CARTA DE UNA DESCONOCIDA
(Stefan Zweig)
"Después de una excursión de tres días por la
montaña, el famoso novelista R. Volvió a Viena por la
mañana temprano, compró un diario en la estación,
y al hojearlo se dio cuenta de que era el día de su
cumpleaños. “Cuarenta y uno” pensó, y el hecho no
le dio ni frío ni calor. Volvió a hojear ligeramente el
diario, y en un taxi se dirigió a su casa. El criado le
informó de las visitas que había tenido durante su
ausencia, así como de las llamadas telefónicas, y le
entregó la correspondencia sobre una bandeja. Él la
miró distraído, abrió algunos sobres, cuyos
remitentes le interesaban, y dejó a un lado uno de letra
desconocida, que le pareció muy voluminoso.
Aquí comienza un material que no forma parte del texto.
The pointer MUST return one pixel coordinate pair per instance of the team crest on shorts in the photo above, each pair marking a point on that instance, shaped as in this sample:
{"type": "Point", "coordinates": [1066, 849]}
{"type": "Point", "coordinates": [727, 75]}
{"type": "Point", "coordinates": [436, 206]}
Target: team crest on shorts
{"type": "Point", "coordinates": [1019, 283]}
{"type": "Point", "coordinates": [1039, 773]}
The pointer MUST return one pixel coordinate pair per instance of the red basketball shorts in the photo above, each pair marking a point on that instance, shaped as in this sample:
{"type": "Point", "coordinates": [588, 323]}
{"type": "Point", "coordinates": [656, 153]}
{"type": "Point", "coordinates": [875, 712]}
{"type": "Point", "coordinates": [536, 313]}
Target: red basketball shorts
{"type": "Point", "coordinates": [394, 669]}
Entretanto le
habían servido el té, y sentado cómodamente en
una butaca, hojeó nuevamente el diario y curioseó entre
los sobres; encendió un cigarro y tomó otra vez la
carta que había apartado. La formaban, aproximadamente, dos
docenas de carillas llenas de una escritura muy estrecha, de letra
femenina, desconocida y trazada con alguna agitación; más
bien parecía un original de imprenta que una carta. Casi
inconscientemente apretó el sobre entre sus dedos sospechando
que dentro había quedado alguna carta adjunta. Pero estaba
vacío y carecía, lo mismo que la extensa epístola,
de la dirección del remitente y de la firma. “Es curioso “
pensó, y tomó nuevamente la carta entre sus manos.
Arriba a manera de título, aparecía escrito: “A ti,
que nunca me has conocido”. Muy extrañado, se detuvo.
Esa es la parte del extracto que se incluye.